Thursday, April 11, 2024

The SAT Problem

Nope, this post is not about what's wrong with the Scholastic Aptitude Test, more commonly known as the SAT!  It's about a specific problem that appeared on the SAT in 1982, in which everyone, including the test writers, answered the problem incorrectly.  The question is shown below:










Okay, what is your answer?  If you answered "B" you are in great company.  If the radius of the smaller circle, Circle A, is 1/3 the radius of the larger circle, Circle B, then it only makes intuitive sense that Circle A will rotate 3 times as it moves around the circumference of Circle B.  Unfortunately, that's not the right answer!  The correct answer is that Circle A will rotate 4 times, which is not even an option listed in the question above - which is why no one answered it correctly, even if you knew the right answer!  Apparently three individuals (out of around 300,000 total exam participants) wrote back to the College Board, the organization that conducts the SAT exam, pointing out the error.  The question had to be thrown out, and the entire exam rescored that year!

Just to prove it to yourself, take a printout of the diagram and cut the diagram into 2 separate circles of different sizes. Place them like the question shows and carefully try to rotate Circle A around Circle B and count the number of revolutions it has done around it. It would be 4, not 3!  Better yet, start with two ordinary quarters, as shown in the video here.  Rotate one quarter around the circumference of the other quarter - but do so slowly, so that you can see how many rotations the quarter completes as it passes around the other one.  As you will see for yourself, the quarter rotates twice as it passes around the other quarter, even thought both quarters are exactly the same size!

What's even crazier (again, watch the video here) is that if you convert the circumference of Circle A in the original problem to a straight line and then rotate Circle B along the straight line, it does so three times!  In other words, there is something about rotating around a circle that changes the number of rotations.  Lastly, try this next one.  If you view the number of rotations of Circle A around Circle B from the perspective of Circle B (i.e. imagine you are standing on the surface of Circle B) or even vice versa, you will note that Circle A rotates just three times instead of four!

The mathematical proof of the answer to this problem, at least as I understand it, is that from start to end, the center of the moving coin (Circle A in the original problem) travels a circular path. The circumference of the stationary coin (Circle B in the original problem) and the path of the center of the moving coin (Circle A) form two concentric circles. The radius of the outer circle is the sum of the two coins' radii.  In other words, the circumference of the path of the moving center of Circle A is equal to 2π multiplied by the radius of Circle A plus the radius of Circle B.  Watch the video here again for a pictorial explanation of this same point (and see also a similar problem known as Aristotle's Wheel Paradox).  

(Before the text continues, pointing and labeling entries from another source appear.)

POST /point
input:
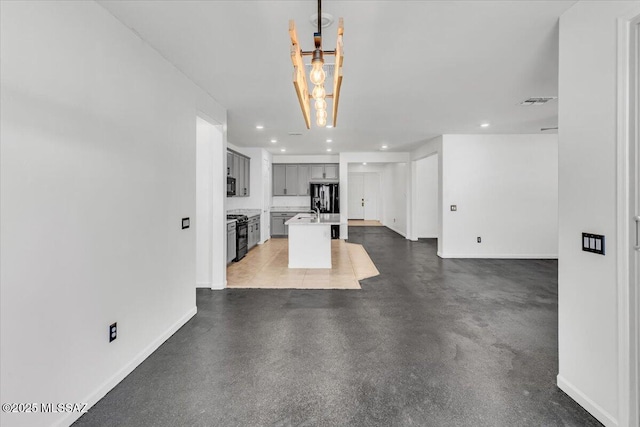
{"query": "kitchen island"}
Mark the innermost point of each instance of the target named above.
(310, 240)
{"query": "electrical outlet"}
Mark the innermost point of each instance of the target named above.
(113, 331)
(593, 243)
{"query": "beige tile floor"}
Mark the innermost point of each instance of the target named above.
(265, 266)
(364, 223)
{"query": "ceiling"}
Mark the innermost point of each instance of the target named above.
(412, 69)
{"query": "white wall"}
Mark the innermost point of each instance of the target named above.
(394, 194)
(587, 294)
(257, 198)
(505, 188)
(97, 169)
(300, 201)
(210, 189)
(346, 159)
(426, 186)
(432, 147)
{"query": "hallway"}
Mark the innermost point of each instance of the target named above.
(428, 342)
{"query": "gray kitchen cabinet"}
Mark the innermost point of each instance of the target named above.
(230, 164)
(240, 184)
(294, 179)
(285, 180)
(291, 188)
(231, 241)
(303, 180)
(239, 167)
(253, 231)
(278, 228)
(323, 172)
(317, 171)
(279, 180)
(247, 177)
(331, 171)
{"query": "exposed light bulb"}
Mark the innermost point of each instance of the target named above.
(318, 92)
(321, 113)
(317, 74)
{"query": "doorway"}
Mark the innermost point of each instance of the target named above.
(628, 232)
(634, 214)
(364, 196)
(209, 224)
(426, 219)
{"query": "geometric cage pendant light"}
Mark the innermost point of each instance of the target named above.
(317, 75)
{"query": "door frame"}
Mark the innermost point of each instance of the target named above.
(353, 175)
(628, 289)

If you really want to be gobsmacked, consider how this coin rotation paradox applies to the number of days it takes for the Earth to rotate around the sun (with day, of course, defined as the rotation of the Earth).  Again, when viewed from an external perspective (i.e. that of a distant observer in outer space), it looks like it actually takes 366.25 days for the Earth to rotate around the sun, instead of what we consider a calendar year as 365.25 days (the former length of time is called a sidereal year).

My point here is to use mathematics to demonstrate one of the defining characteristics of a High Reliability Organization (HRO), the principle of "Reluctance to Simplify".  Leaders in High Reliability Organizations know that the simplest explanation is not always the correct one.  They take the next necessary step to dig deeper into the problem, in order to come up with the right solution (not the wrong one).